We found plates and spoons at the university. Bonfires were lit first in the yard, and when the strikes became regular, we did it near the stairs on the first floor.

The older children, Illiusha and Hena, kept a war diary and wrote down what they would eat when they left the basement.

Water was like gold. We exchanged it for something else, we were looking for it, we saved it. The city's water supply company brought water until street fighting started: huge tanks were filled with water, they were installed in the third building of PDTU. Several times men, risking their lives, went to the city park to collect some water from a spring. There were corpses of people with plastic bottles lying on the road – someone did not wait until they came back with water. Rusty slurry flowed from the heating radiators - it was used to wash hands. For this, we also melted the snow.

"I always wondered when I watched movies about the war, why they have such dirty hands, and now I have them too," my mother told me, trying to wipe off her fingers blackened by dust and soot.

Photo: AA

Half of city residents have been made homeless

We were some 20 meters from our house. Due to nonstop shelling, my mother and I did not leave the shelter, my father, taking risks, ran to the apartment to feed the cat and brought the remnants of pre-war supplies. Each time we didn't know if we would see each other again. One day he did not return for a long time. Curfew had already started, so we decided to find him. "You are desperate, ladies," someone told us.

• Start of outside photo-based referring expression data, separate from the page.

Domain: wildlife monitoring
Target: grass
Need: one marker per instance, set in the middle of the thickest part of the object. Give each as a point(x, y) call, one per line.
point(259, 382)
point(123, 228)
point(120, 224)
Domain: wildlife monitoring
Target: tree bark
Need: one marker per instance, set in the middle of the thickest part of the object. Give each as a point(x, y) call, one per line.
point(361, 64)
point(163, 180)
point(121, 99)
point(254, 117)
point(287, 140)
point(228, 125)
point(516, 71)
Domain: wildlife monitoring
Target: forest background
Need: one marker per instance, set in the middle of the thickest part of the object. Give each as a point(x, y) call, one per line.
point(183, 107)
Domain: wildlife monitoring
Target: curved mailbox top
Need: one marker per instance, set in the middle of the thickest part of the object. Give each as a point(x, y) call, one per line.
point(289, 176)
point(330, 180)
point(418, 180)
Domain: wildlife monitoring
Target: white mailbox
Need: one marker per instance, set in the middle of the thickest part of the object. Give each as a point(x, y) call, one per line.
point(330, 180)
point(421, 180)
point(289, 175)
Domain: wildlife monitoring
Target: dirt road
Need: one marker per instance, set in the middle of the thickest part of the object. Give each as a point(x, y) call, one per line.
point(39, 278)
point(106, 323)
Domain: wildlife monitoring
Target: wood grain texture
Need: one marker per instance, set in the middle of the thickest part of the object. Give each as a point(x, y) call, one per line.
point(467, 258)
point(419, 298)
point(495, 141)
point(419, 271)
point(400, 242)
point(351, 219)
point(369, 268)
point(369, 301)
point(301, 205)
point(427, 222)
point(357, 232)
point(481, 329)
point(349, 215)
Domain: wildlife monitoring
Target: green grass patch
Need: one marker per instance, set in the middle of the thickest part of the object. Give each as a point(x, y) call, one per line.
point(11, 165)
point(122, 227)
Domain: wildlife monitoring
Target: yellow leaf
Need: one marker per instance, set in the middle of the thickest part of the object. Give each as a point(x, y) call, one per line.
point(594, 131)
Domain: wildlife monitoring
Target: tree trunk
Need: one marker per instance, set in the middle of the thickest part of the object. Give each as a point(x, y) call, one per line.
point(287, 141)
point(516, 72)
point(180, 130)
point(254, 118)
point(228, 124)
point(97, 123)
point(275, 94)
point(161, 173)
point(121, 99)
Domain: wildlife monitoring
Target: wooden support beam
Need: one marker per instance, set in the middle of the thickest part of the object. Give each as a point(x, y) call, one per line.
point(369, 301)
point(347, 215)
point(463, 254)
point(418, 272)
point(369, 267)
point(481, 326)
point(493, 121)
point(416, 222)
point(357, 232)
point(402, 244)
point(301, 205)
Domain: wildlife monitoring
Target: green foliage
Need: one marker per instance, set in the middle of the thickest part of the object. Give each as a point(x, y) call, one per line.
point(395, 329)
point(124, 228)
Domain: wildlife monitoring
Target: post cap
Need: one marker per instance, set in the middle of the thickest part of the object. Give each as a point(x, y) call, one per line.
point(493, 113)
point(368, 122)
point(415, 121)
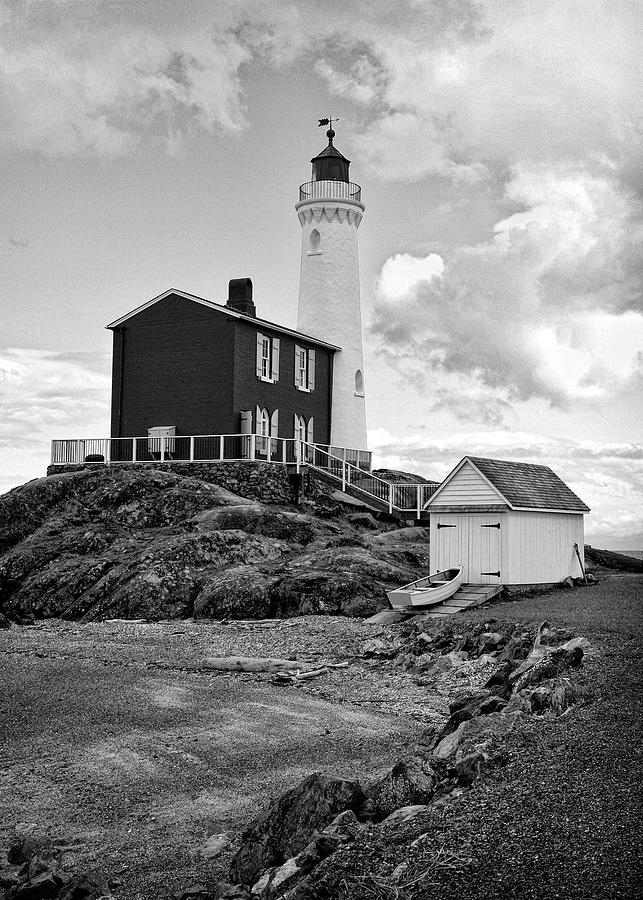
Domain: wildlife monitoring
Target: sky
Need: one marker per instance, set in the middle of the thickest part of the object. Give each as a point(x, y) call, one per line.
point(151, 144)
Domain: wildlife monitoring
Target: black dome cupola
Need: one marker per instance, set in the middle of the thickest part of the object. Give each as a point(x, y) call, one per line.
point(330, 165)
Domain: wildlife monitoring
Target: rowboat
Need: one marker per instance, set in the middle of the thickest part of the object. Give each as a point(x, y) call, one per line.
point(428, 590)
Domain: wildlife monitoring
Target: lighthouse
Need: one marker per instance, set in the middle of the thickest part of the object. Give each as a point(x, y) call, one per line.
point(330, 211)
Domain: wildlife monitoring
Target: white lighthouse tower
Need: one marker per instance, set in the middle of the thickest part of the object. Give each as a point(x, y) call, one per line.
point(330, 211)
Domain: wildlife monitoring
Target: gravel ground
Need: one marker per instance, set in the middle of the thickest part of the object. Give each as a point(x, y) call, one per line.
point(563, 818)
point(114, 739)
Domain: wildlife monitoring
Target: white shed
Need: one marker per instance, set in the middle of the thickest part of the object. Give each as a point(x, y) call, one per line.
point(506, 523)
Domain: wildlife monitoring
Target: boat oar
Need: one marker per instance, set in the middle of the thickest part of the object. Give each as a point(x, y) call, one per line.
point(580, 563)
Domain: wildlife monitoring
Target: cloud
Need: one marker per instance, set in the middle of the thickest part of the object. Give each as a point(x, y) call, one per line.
point(85, 77)
point(549, 307)
point(510, 86)
point(17, 244)
point(44, 395)
point(607, 476)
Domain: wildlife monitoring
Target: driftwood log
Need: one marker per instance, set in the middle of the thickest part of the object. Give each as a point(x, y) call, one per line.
point(251, 664)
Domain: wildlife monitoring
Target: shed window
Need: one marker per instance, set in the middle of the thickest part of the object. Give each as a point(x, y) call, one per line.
point(267, 358)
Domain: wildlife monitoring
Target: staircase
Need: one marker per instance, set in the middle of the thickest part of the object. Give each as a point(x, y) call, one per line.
point(399, 499)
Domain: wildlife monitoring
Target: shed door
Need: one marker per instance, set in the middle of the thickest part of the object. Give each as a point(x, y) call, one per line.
point(474, 542)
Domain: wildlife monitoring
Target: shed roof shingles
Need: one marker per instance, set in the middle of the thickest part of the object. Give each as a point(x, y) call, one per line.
point(529, 485)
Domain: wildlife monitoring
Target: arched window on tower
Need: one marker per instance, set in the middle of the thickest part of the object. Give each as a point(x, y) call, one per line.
point(314, 243)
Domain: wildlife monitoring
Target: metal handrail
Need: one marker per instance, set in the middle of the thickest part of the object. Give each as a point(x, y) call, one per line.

We returned three times. When machine-gun fire subsided, we rushed to the road. I couldn't believe my eyes, it seemed that I got into a computer game and was passing the next level. A broken street, burnt-out cars, hanging power cables, glass and window frame fragments everywhere. Fortunately, we returned with our dad to the bomb shelter. It turned out that he heard a shootout in the yard and decided to spend the night in the apartment.

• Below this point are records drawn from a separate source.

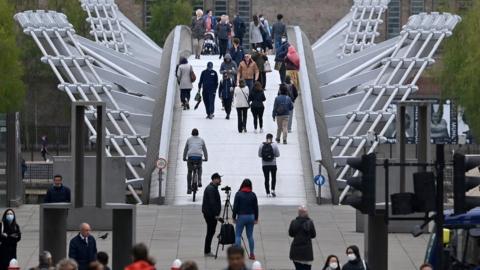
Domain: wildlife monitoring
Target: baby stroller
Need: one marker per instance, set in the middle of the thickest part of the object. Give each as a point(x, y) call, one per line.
point(209, 45)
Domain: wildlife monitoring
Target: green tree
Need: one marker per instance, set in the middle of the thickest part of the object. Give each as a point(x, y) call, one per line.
point(12, 89)
point(459, 74)
point(166, 14)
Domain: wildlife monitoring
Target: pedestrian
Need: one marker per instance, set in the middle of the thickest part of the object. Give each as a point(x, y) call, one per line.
point(44, 261)
point(241, 103)
point(293, 94)
point(198, 32)
point(194, 153)
point(332, 263)
point(303, 231)
point(141, 259)
point(279, 29)
point(211, 208)
point(245, 214)
point(229, 67)
point(280, 56)
point(236, 52)
point(209, 83)
point(10, 235)
point(281, 111)
point(256, 99)
point(225, 92)
point(57, 192)
point(83, 247)
point(102, 257)
point(268, 152)
point(355, 261)
point(236, 258)
point(67, 264)
point(223, 31)
point(260, 58)
point(185, 78)
point(239, 28)
point(256, 38)
point(248, 71)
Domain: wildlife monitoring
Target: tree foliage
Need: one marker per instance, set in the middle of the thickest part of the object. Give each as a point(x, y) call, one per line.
point(459, 74)
point(12, 89)
point(166, 14)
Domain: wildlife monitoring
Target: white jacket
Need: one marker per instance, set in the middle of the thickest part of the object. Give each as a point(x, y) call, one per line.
point(241, 97)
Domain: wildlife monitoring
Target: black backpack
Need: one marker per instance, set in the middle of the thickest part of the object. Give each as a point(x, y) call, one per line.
point(227, 234)
point(267, 152)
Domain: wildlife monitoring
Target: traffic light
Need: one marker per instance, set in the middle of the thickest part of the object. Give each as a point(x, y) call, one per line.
point(462, 184)
point(364, 202)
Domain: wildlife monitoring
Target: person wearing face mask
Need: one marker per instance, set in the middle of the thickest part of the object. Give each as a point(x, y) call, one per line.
point(332, 263)
point(355, 261)
point(10, 235)
point(57, 192)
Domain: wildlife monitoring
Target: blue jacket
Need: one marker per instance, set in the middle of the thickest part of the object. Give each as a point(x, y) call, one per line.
point(57, 194)
point(245, 203)
point(82, 253)
point(208, 80)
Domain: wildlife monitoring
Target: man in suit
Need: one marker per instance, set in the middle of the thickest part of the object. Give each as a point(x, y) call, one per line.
point(83, 247)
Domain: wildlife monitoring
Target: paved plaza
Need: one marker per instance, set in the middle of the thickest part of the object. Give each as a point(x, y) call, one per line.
point(178, 232)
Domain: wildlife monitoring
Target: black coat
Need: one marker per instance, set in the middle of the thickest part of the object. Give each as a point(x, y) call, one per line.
point(303, 231)
point(211, 204)
point(81, 252)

By the way, that was the last time I saw our apartment relatively intact. In a few days, there was already a hole in the roof of the house, one room was completely demolished, and all the walls in other rooms were demolished. Russia made a free "new planning" and joined our apartment with the neighbor's. At the bottom of our hearts, we said goodbye to our home in advance. Every day in the bomb shelter we heard the stories of eyewitnesses about how nine-story buildings with people were burned to the ground, how mortars shelled Stalin- and Khrushchev-era apartments buildings.

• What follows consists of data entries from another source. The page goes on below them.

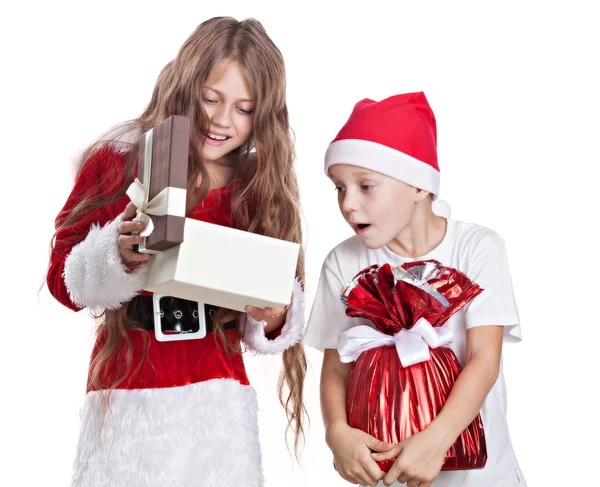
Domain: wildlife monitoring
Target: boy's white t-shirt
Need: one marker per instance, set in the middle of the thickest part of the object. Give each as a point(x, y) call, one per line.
point(479, 253)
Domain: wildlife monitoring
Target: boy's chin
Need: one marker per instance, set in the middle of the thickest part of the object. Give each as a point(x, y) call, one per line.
point(372, 243)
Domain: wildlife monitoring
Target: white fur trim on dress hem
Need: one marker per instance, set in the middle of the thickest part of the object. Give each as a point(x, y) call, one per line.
point(291, 333)
point(198, 435)
point(95, 275)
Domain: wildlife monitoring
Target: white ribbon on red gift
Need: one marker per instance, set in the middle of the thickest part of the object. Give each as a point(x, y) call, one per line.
point(170, 201)
point(412, 345)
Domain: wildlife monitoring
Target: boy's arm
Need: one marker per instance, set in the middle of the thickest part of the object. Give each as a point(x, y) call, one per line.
point(421, 456)
point(351, 447)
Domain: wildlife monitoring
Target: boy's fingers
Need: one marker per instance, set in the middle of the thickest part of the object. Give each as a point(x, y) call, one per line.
point(379, 446)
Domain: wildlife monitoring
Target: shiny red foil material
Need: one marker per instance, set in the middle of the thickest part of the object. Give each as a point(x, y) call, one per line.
point(387, 400)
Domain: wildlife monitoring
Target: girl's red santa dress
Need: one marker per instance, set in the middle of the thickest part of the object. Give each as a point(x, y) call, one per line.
point(187, 416)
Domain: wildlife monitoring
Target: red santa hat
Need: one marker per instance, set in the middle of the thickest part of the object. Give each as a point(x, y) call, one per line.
point(396, 137)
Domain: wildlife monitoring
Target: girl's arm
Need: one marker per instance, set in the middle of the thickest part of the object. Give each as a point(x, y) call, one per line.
point(85, 267)
point(351, 447)
point(270, 331)
point(421, 456)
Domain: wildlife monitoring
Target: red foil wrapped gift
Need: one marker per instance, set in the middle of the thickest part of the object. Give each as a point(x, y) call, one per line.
point(403, 372)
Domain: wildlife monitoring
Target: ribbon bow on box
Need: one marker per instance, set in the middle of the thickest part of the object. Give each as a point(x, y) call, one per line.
point(169, 201)
point(405, 306)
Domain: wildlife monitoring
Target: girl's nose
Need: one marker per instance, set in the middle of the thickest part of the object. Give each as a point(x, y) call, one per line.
point(222, 116)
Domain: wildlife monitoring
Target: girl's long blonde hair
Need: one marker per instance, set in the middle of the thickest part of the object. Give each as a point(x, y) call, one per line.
point(264, 189)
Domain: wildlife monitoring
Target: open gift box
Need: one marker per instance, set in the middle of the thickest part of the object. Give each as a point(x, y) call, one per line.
point(225, 267)
point(200, 261)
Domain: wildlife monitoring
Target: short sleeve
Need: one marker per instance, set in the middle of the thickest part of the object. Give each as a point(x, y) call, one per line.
point(328, 318)
point(496, 304)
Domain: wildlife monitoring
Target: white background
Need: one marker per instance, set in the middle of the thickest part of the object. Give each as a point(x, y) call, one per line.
point(515, 91)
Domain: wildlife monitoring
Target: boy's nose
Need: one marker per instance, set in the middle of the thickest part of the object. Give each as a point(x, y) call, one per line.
point(348, 203)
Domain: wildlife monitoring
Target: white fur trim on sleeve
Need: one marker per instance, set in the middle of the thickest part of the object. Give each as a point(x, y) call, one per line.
point(291, 333)
point(95, 275)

Our house. The photo was taken by neighbors in early May

"I close my eyes and see how the house opposite lit up like a match. People on the upper floors ran to the balconies and begged for help", "I can still hear the neighbor's fence screeching on the asphalt, and instead of a house I see ruins." And there are thousands of such stories. "Half of the city was destroyed, half of the city residents have been made homeless," our neighbors said sadly.

Neighboring house

In the basement, every next day was similar to the previous one: constant fear, hunger, thirst and cold. Our eyes got used to the darkness, sometimes we didn't understand when night changed to morning. We slept sitting up, the children slept on the shelves where gas masks were stored. Elderly people could not stand it and died - the bodies were taken out into the street and left on the territory of the university. Bad thoughts crept into my head: they would better kill me immediately instead of torturing me.